Les municipalités amorcent également une politique sociale. La ville d’Angers ouvre, début août, des "ateliers de guerre" destinés aux femmes de soldat, aux jeunes chômeuses et aux veuves dont le fils est mobilisé, qui fabriquent des uniformes pour 75 centimes par jour. Les pouvoirs publics interviennent également pour que la moisson soit assurée. Tandis que les autorités départementales ou municipales déploient des efforts pour proposer de la main d’œuvre de remplacement, le président du Conseil, René Viviani, lance le 7 août un appel aux femmes françaises afin qu’elles maintiennent l’activité des campagnes. De telles mesures sont prises dans d’autres pays, en particulier en Belgique, où sont créées des allocations aux familles de soldats, ou en Allemagne : à Berlin, à la fin du mois d’août, les autorités municipales augmentent les allocations d’État versées aux chômeurs pour compenser l’important coût de la vie dans la capitale, tandis que des mesures en faveur des locataires sont adoptées les 4 et 7 août.
Le ralliement des populations
En quelques semaines, l’Europe a basculé dans la guerre. En dehors des soldats mobilisés, les civils sont également impliqués dans le conflit, qu’ils soient victimes des atrocités commises par les troupes d’invasion, ou qu’ils participent à l’"autre front".
La "culture de guerre" commence à s’imposer, comme le montre la phrase prononcée le 8 août à l’Académie des sciences morales et politiques par le philosophe français Henri Bergson : "La lutte engagée contre l’Allemagne est la lutte même de la civilisation contre la barbarie." Les opinions publiques sont majoritairement ralliées à la guerre, même si certaines catégories sociales sont rétives, comme les paysans russes. Dans les villes russes, on observe un enthousiasme patriotique, tandis que les Français, convaincus d’avoir été agressés par l’Allemagne, passent de la "consternation" à l’"élan patriotique" et que l’Allemagne, souhaitant se défendre contre la Russie, est balayée par un même enthousiasme – quoiqu’il convienne de nuancer, en dehors du cas spécifique berlinois, l’intensité réelle et générale du sentiment belliqueux de la population.

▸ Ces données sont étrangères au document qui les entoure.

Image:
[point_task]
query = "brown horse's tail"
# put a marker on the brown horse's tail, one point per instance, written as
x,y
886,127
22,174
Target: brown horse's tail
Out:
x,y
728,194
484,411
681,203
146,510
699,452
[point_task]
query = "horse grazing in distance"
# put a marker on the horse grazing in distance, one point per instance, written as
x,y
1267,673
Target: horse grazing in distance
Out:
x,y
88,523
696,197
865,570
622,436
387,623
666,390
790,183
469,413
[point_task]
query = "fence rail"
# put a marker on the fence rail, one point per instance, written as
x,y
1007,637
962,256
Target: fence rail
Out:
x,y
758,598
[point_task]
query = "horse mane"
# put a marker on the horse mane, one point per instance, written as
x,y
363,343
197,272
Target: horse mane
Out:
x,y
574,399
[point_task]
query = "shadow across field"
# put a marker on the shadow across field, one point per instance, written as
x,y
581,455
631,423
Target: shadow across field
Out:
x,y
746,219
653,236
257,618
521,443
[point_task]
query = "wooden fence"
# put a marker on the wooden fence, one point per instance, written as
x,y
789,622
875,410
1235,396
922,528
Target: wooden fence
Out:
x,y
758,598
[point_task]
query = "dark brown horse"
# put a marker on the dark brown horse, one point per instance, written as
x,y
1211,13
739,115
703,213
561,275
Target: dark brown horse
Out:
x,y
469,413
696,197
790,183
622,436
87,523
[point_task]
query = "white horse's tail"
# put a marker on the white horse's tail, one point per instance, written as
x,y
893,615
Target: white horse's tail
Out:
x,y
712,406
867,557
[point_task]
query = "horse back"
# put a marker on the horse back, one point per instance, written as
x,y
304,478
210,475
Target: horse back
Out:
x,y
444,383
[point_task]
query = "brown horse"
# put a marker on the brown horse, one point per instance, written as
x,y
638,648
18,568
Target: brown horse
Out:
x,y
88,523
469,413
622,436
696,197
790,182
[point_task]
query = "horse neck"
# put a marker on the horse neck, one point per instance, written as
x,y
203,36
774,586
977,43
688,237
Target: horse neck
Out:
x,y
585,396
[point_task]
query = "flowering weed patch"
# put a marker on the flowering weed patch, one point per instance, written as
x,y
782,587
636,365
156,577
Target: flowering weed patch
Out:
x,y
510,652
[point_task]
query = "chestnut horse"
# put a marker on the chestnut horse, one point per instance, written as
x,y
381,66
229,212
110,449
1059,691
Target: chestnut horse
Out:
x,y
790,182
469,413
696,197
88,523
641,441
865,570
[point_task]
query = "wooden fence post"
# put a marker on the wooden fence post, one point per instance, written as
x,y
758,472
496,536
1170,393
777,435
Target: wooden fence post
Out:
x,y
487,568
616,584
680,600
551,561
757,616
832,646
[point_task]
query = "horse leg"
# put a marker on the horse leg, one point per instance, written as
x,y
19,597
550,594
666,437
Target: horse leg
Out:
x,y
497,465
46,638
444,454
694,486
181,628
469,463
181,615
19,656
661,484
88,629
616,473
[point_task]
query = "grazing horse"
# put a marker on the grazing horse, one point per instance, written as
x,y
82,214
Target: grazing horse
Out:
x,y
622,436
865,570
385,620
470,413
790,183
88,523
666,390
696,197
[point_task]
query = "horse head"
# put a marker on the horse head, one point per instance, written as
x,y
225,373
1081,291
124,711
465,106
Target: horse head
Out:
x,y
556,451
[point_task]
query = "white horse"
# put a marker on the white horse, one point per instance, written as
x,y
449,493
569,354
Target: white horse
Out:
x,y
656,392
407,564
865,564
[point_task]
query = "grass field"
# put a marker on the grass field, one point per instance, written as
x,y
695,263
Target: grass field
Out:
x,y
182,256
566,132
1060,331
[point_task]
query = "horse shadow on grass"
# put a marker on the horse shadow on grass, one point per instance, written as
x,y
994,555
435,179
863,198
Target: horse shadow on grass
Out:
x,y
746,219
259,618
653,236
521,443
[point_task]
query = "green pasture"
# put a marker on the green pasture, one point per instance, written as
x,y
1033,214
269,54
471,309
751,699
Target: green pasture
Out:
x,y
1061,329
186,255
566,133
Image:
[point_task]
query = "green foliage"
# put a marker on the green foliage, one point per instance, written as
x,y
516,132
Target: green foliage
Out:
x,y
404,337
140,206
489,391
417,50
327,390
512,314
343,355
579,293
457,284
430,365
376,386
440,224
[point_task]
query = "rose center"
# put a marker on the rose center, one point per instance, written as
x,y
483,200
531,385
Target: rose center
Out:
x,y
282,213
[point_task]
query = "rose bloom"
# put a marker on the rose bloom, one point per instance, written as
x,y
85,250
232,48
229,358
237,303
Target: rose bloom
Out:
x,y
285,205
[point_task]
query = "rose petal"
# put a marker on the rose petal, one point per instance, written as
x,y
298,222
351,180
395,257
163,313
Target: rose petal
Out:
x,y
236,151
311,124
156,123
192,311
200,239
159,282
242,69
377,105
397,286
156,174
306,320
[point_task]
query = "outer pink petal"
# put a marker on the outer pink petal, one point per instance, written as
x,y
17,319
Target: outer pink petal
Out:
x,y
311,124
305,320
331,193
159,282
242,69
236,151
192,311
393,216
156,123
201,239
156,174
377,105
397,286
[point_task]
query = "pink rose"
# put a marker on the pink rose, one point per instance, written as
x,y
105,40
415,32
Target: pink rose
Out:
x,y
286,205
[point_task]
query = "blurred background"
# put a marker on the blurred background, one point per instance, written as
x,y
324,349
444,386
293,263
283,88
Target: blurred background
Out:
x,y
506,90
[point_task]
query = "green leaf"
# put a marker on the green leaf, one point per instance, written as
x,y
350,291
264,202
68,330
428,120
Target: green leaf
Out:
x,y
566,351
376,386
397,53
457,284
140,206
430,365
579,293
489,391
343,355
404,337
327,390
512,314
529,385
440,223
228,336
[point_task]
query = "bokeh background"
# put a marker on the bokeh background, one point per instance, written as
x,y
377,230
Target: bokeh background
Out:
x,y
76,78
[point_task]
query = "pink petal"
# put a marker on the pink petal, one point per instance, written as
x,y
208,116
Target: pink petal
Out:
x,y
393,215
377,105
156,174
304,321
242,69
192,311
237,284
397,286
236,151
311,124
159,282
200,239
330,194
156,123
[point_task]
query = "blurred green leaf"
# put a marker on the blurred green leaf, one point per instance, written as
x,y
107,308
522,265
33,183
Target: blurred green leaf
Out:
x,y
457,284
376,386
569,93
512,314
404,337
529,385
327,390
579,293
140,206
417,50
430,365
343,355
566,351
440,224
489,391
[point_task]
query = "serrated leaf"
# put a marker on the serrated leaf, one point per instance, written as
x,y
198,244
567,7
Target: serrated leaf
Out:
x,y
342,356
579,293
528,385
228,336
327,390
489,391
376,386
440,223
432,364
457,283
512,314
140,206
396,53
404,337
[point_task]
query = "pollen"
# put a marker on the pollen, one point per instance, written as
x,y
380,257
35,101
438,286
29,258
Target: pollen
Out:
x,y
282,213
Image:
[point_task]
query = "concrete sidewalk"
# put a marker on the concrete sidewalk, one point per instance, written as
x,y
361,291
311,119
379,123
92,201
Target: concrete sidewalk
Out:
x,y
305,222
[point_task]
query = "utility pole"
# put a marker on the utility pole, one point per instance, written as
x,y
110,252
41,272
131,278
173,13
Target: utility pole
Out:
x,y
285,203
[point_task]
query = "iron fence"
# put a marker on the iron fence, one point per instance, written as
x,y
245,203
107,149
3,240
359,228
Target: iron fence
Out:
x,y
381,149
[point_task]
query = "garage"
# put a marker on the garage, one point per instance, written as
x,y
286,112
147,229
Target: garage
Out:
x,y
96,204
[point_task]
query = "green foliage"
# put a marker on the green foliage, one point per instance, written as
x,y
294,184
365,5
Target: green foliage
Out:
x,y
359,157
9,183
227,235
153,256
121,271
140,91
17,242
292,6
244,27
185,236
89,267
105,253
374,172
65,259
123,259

Les insubordonnés sont rares, tandis que les volontaires affluent : en quelques jours, 20 000 Belges se présentent aux bureaux de recrutement.
Le consentement initial des populations à la guerre est renforcé par la conviction que la guerre sera courte. Cette illusion est dissipée après la victoire française sur la Marne et la progressive installation dans la guerre de position. À l’automne 1914, "la guerre courte devient un mythe".